Artigo: O Cachorro
O mundo é o nosso grande espelho. É através da observação do outro que aprendemos…
O mundo é o nosso grande espelho.
É através da observação do outro que aprendemos como falar, como agir ou reagir. É vendo, ouvindo, copiando que nos tornamos quem somos. Por isto, torna-se tão natural nos identificarmos com os “iguais”, assim como é instintivo defendermos a nossa raça diante das outras.
Isto vem de tempos imemoriais.
Pais defendem filhos dos mais intransponíveis perigos. Exércitos se unem para se defender num sentido amplo de sobrevivência.
Uma amiga ancestral, apaixonada em sua cachorra, me dizia uma vez que, quando grávida, imaginava que sua filha seria irmã da sua cachorra. Seria um amor parecido, um carinho igual.
Nada feito. Ao nascer, sua filha tomou um espaço desconhecido até então por ela, fazendo-a se desculpar apressadamente com a “Julie”. Foi mal, mas não da mais pra tratar você como filha.
Pois bem, quero – portanto – pedir desculpas aos meus irmãos em Raça. Desculpo-me com breve tristeza a toda a Humanidade. Não tenho filhos, não projetei ainda em alguém meu defeitos e tudo aquilo que não consegui ser, como pais invariavelmente o fazem.
Mas eu tenho uma cachorra.
Que, talvez, a trate como gente.
Perdido nos meus pensamentos, alimento manias estranhas. Umas delas é observar a relação das pessoas com a morte. O medo do câncer, do acidente, da visita inesperada ou na confirmação direta do Inevitável.
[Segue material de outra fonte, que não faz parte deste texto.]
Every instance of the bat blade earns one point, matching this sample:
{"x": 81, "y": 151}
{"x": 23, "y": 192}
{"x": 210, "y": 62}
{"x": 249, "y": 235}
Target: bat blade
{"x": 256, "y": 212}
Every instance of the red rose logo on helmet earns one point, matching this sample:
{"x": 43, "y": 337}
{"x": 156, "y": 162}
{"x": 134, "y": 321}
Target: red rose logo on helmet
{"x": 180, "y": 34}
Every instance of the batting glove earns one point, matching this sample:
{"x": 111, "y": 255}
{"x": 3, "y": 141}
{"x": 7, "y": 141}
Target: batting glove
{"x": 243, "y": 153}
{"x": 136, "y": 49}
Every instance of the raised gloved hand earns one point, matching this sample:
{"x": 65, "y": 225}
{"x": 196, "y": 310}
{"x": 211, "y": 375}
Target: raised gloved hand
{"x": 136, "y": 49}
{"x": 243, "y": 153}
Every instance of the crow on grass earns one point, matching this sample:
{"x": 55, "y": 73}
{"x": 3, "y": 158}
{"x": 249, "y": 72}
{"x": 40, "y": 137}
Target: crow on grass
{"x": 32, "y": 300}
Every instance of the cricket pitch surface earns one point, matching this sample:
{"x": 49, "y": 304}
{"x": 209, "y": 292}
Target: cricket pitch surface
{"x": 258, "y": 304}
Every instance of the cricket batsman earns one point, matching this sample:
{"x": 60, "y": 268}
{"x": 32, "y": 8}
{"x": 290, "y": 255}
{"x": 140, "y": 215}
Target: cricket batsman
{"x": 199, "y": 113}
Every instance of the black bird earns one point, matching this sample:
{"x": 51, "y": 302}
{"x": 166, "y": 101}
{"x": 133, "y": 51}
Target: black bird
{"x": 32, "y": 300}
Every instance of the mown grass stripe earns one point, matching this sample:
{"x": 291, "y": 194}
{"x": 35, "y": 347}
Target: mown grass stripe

Penso sobre a última flexão de raciocínio de quem morre. O susto, o arrependimento, a última frase trabalhada da despedida. Será que a vida passa mesmo inteira diante de nós?
Qual o último olhar de quem morre? Quando a mão se solta da outra, relaxando na última força já fraca e distante?
Mas, penso, principalmente, nos que morrem sós. Nos abandonados, na solidão de quem não tem, nunca teve, mas – sobretudo – que ali naquele momento, não tem ninguém.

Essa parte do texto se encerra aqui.